Nachdem der ersehnte Investor abgesprungen ist, herrscht Unruhe hinter den Kulissen. Aus dem Unternehmen heißt es auf Anfrage: "Die Africa GreenTec AG befindet sich derzeit in einer wirtschaftlich herausfordernden Lage, die auch für unsere Aktionärinnen und Aktionäre mit erheblichen Unsicherheiten verbunden ist. Der Vorstand arbeitet mit höchster Priorität an einer geordneten und tragfähigen Lösung zur Stabilisierung des Unternehmens."
"Komplexe" Gespräche
In den vergangenen Wochen habe man intensive Gespräche mit Investoren und Stakeholdern geführt, um frisches Kapital zu mobilisieren und eine Insolvenz zu vermeiden. "Diese Gespräche gestalten sich komplex und sind - wie in derartigen Situationen üblich - von unterschiedlichen Interessen und Erwartungen geprägt. Einzelheiten hierzu können wir aus Vertraulichkeitsgründen derzeit nicht kommentieren." Etwaige Hinweise auf Unregelmäßigkeiten würden mit dem gebotenen Ernst und der erforderlichen Sorgfalt behandelt.
Die Noch-Aufsichtsräte sowie Gründer und Mehrheitsaktionär Torsten Schreiber antworteten bislang nicht auf Fragen zu den Vorgängen.
Wertpapiere verloren an Wert
Unter den Anlegern herrschte vielfach schon seit längerem Unmut. In dem Gespräch Ende April wurden sie mit der harten Einschätzung konfrontiert, dass Africa-Greentec-Papiere, die Anleger teilweise für einige hundert Euro pro Stück erworben hatten, nunmehr nur noch eine einstellige Zahl an Euro wert seien. Immer wieder war die Rede davon, dass dem Unternehmen bald die Luft ausgehen könnte.
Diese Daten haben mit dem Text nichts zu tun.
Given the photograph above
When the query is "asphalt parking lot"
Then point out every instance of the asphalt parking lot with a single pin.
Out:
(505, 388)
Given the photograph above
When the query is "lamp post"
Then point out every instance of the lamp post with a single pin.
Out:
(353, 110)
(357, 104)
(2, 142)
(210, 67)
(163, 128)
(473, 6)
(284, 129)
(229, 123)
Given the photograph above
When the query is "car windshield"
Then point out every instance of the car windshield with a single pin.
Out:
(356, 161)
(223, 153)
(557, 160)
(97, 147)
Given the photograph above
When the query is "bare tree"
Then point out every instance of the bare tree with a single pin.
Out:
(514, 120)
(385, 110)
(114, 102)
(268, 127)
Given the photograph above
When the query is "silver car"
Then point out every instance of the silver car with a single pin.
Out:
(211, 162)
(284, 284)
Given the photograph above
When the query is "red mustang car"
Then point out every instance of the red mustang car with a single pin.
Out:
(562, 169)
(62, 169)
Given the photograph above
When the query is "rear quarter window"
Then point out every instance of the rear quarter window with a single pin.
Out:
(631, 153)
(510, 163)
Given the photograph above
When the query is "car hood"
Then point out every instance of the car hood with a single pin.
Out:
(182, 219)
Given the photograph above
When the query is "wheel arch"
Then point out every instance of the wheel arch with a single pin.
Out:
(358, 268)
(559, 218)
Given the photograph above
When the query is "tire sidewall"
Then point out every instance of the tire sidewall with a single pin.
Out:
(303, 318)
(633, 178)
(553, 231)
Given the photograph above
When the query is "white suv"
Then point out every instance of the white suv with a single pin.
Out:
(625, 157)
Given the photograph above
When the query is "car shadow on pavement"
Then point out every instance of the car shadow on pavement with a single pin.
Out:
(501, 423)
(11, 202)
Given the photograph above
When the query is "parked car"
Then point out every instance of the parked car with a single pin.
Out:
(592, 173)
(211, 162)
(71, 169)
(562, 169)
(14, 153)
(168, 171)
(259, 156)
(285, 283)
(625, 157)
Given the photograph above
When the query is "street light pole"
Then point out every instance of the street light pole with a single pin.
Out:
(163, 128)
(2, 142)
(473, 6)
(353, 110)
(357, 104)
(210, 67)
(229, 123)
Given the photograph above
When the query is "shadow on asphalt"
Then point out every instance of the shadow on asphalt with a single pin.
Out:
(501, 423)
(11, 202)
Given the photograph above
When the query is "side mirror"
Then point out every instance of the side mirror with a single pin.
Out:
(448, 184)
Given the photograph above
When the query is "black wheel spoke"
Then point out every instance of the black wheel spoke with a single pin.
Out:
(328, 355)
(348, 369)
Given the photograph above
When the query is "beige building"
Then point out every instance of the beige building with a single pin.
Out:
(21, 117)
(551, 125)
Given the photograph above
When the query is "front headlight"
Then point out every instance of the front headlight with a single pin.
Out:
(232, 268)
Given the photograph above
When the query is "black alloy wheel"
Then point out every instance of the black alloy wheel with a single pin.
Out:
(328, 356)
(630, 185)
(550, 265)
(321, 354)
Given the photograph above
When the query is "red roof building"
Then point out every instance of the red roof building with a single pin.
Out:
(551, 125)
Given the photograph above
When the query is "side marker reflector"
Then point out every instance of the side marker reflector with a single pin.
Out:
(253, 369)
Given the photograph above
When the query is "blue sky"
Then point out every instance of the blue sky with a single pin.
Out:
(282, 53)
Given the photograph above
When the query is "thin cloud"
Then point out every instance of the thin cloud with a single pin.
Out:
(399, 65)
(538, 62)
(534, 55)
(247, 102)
Manche Anleger und Insider sollen darüber hinaus Zweifel gehegt haben, ob das Geschäftsmodell tragfähig ist. Über den verkauften Strom, so ist es in Unternehmensveröffentlichungen zu lesen, sollten die Kosten wieder eingenommen werden und die Investoren Gewinne erzielen. Die Rückzahlung der Unternehmensanleihe, die zusammen mit einem Solarunternehmer ausgegeben worden war, ist inzwischen um viele Jahre verschoben worden. Auch die Zinsen für die Anleihe wurden gestundet.
Fakt ist, dass es im Unternehmen schon vor einiger Zeit größere Umstrukturierungen gab und Gründer Schreiber seit Ende 2023 zwar noch Mehrheitseigner, aber nicht mehr im Vorstand vertreten ist. Ende 2023 verließ er seine Rolle an der Spitze des Unternehmens. Fragen hierzu ließ Schreiber offen.